Le gouvernement entend réaliser une économie de 1,9 milliard d’euros sur le budget alloué actuellement aux malades de longue durée, en faisant baisser la croissance du nombre de ces malades de 100.000 unités d’ici à 2029. La véritable mesure budgétaire pour atteindre cet objectif est la réévaluation des personnes en invalidité, qui devront renouveler leur attestati­on chaque an­­née, ainsi que le contrôle du comportement de prescription des médecins. Il faut y ajouter une série de mesures et de projets-pilotes, notamment autour de la prime de participation au marché du travail (arrêt de travail partiel pour maladie) et de trajectoires sectorielles en matière de mobilité.

La responsabilisation des employ­eurs sera également étendue. Ils devront prendre en charge 30% de l’indemnité pour les deuxièmes et troi­sièmes mois (en 2026) mais également pour les mois 4 et 5. Les exceptions pour les PME (moins de 50 travailleurs) sont maintenues. De plus, l’intégralité du produit sera restituée aux employeurs via une réduc­tion de charges ou une prime qui reste à déterminer.

Le gouvernement a fait le choix de faire reposer l’effort sur les travailleurs.

Des contributions justes?

Une fois de plus, les employeurs sor­tent gagnants de cette opération. Le montant du non-versement du précompte professionnel pour, entre autres, le travail en équipes, le travail de nuit et les heures supplémentaires ne sera pas indexé jusqu’en 2029. Par ailleurs, les réductions ONSS pour l’horeca et pour la réduction collective de la durée du travail disparaissent. «Cette dernière était la seule à avoir une réelle valeur ajoutée pour les travailleurs…», regrette Maarten Gerard. Et les épaules les plus larges? «On peut parler de contributions réelles pour un montant de 900 millions, notamment via le doublement de la taxe sur les comptes-titres, une modification de la fiscalité des sociétés de management et la taxe bancaire. Les autres contributions dites “justes” ne sont pas vraiment supportées par les épaules les plus larges. C’est le cas de la taxe de deux euros sur les colis hors Union européenne. Le gouvernement veut par ailleurs lutter contre les abus en matière d’avantages sociaux, sans fournir de cadre clair sur ce qui est visé.» Des mesures concernant la lutte contre la fraude fiscale via un parquet fiscal national et le recrutement de 377 inspecteurs ont également été prévues.

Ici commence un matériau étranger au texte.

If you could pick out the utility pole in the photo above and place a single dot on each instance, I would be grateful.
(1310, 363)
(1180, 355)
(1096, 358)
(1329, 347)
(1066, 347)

«Les informations disponibles mon­­­­­­trent que les travailleurs devront une fois encore con­tribuer davantage que les épaules les plus lar­ges. Les employeurs s’en sortent particulièrement bien, malgré tou­tes les analyses sur les subventions excessives. La faisabilité de certaines mesures, tant sur le plan technique (comme pour l’index) qu’en termes d’ampleur (comme pour les malades de longue durée), semble à nouveau douteuse. Pour ces raisons, et compte tenu du fait que cet exercice ne réduit pas drastiquement le déficit, il faudra à nouveau trouver de l’argent lors des prochains contrôles budgétaires. Pour la CSC, il existe suffisamment d’alternatives à ces mesures pour atteindre un budget à la fois sain et équitable», conclut Maarten Gerard.

Le mirage fiscal

Et la promesse fiscale d’un net plus élevé dans tout ça? Le report d’une partie de la quotité exemptée d’impôt à 2030 la rend lointaine. Et au vu des mesures qui affaiblissent le pouvoir d’achat, cette promesse ressemble de plus en plus à un mirage entouré par le brouillard d’un budget dont nombre de détails cruciaux quant à l’application de certaines mesures n’ont visiblement pas encore fait l’objet d’une réflexion. En attendant, le désert avance…

Les informations disponibles mon­­­­­­trent que les travailleurs devront une fois encore con­tribuer davantage que les épaules les plus lar­ges.


1. Les notifications budgétaires officielles et les textes de loi adaptés n’étant pas encore disponibles, certains éléments sont susceptibles d’être modifiés.